Carrie Underwood’s T-Mobile Center Show Reminded Us Why She’s Country Royalty

About 90 minutes before she took the stage at the T-Mobile Center on Sunday night, Carrie Underwood was on several TV screens in the arena’s sports bar. 

Sunday Night Football was on, and as she has since 2013, Underwood was performing its brash theme song—one of several signs that her music, her personae, and her brand have spread beyond the boundaries of country music. She is now part of country royalty—not yet at the level of Dolly Parton or Garth Brooks, but in their neighborhood.

For nearly two hours, she showed why.  Before an essentially sold-out arena (her third sellout in three shows since 2016), Underwood and her seven-piece band unleashed a torrent of songs, instrumentals, fashion changes—from billowy floor-length gowns to gold, floor-length fringe jackets and knee-high cowboy boots—low-grade aerial acrobats and dazzling visuals, and live and prerecorded video projected upon the massive video screen at the back of the stage.

Underwood also confirmed that though “country” may be what’s stamped on her music passport, her heart belongs to several genres, including complex, metallic rock. Thus the song that preceded her entrance: a remixed version of Motorhead’s Ace of Spades, set an appropriate tone.

She opened with Good Girl, a track from her Blown Away album that was an easy transition from Motorhead. It’s a hard, poppy rock song, more Pink-meets-Joan Jett than Tammy-meets-Loretta. 

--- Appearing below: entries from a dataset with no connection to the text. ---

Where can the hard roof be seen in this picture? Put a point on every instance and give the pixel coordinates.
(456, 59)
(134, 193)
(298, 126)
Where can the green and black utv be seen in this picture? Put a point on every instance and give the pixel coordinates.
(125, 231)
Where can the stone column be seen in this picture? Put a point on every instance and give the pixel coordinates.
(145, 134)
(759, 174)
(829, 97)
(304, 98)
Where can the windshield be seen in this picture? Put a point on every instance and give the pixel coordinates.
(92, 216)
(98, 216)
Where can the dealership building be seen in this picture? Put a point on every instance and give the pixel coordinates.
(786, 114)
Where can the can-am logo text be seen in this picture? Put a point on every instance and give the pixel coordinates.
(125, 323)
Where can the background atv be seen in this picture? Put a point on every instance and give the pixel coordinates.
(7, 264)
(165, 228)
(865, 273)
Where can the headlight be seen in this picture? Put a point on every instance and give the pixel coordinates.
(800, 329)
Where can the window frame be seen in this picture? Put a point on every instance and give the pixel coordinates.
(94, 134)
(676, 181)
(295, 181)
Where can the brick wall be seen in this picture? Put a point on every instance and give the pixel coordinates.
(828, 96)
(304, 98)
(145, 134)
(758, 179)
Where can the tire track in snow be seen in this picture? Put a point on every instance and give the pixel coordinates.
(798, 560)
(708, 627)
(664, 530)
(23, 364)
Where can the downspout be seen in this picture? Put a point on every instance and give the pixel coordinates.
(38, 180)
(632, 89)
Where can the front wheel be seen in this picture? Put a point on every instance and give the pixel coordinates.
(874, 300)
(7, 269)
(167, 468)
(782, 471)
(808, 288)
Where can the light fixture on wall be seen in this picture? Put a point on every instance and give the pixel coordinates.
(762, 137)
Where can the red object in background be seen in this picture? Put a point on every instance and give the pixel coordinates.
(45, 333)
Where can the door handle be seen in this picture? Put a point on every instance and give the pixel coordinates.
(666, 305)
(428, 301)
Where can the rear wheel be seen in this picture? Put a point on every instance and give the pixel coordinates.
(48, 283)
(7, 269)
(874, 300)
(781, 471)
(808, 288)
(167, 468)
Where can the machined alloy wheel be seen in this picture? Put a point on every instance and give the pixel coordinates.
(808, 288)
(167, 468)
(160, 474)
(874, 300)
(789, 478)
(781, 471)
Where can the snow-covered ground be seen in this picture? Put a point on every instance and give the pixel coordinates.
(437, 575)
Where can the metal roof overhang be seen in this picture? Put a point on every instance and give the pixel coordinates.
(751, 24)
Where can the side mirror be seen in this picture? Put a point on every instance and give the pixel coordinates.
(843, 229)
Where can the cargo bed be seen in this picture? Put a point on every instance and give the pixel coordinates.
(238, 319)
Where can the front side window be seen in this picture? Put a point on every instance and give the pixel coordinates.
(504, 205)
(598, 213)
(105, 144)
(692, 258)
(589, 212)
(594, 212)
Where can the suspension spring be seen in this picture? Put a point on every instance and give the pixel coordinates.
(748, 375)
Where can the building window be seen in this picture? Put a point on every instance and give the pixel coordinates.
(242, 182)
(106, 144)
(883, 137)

And therein lies a significant piece of her music’s primary identity. She showed off her gospel chops on songs such as Church Bells, which featured some virtual backup from a large church choir; or Jesus Take the Wheel, fused with the traditional How Great Thou Art; and the hymn Reap What You Sow. She also issued some Top 40 country-ish power ballads, such as I Didn’t Love You, a virtual duet with Jason Aldean. 

But much of the evening was spent within the confines of country and Southern rock: heavy, guitar-driven anthems that gave Underwood opportunities to launch that elite voice into the stratosphere. The arrangements kept things moored in country soil. So the banjo, mandolin, and fiddles made cameos throughout the night.

Her voice remains as agile as it is powerful. She can cuddle up with a ballad or hymn effectively, but she can also hit and sustain those long, loud high notes in seamless pitch with the best—including greats like Anne Wilson. 

As manic as the start of the show was, she kept generating more steam. After Cry Pretty, a waltzy-anthem that flashes some clever songcraft, she disappeared for another wardrobe change, re-emerged, and boarded a chair-/swing-like contraption that took her high above the crowd on the floor and to a satellite stage at the back of the arena. All the while she sang Ghost Story, one of eight tracks she performed from her latest album, Denim & Rhinestones.

After landing on the second stage she strapped on an acoustic guitar and she and the band roared into Two Black Cadillacs, another anthem rooted in Southern rock that gave her band space to jam like Skynyrd. 

There, Underwood preached a bit about the importance of faith in her life and how one of her biggest songs, Jesus Take the Wheel, means more personally than so many others. With the crowd in tow, she barged into that anthem and that voice went skyscraping once again.

Other highlights: Opener Jimmie Allen joined her for Rhinestones & Denim, a dancy-pop anthem with an 80s flavor that prompted some nifty, low-cal Flashdance choreography between the two. For that number, Underwood’s garb included white cowboy boots that nearly squeezed her knees and some dark blue Daisy Duke short shorts that did not look to be made of denim but represented it with spangle and flash.

Anyone who hadn’t seen her perform the Guns ‘N Roses classic Welcome to the Jungle probably wasn’t prepared for what she did to it: elevated it, owned it, wailing it while head-banging all the way. It fit right in with all that preceded it and what followed: Before He Cheats.

Like several of her most popular songs, it’s a narrative that tells a familiar story and empowers those who have lived it, usually, women, scorned women. This one is on her way out of the relationship and takes her anger and betrayal out on his car with a knife and a hammer. “The next time he cheats, it won’t be on me,” she declares. 

That may not be the Godly thing to do, but, heading into her 18th year as a post-American Idol-winning country performer, Underwood figured out early that the best way to connect with your fans is to relate to them, admit the flaws and drama they all share, and declare your common loves and experiences—whether it’s religion, romantic love, revenge on a cheater, or pro-football. It’s why she’s been popular and relevant for so long and why she’s here to say for a while longer.

SETLIST
Good Girl; Church Bells; Undo It; Hate My Heart; Cowboy Casanova; If I Didn’t Love You; Wasted; She Don’t Know; Blown Away; Burn; Cry Pretty; Ghost Story; Two Black Cadillacs; Garden; Jesus, Take the Wheel / How Great Thou Art; Crazy Angels’ Denim & Rhinestones; Flat on the Floor; Poor Everybody Else; Last Name; Something in the Water. Encore: Welcome to the Jungle; Before He Cheats.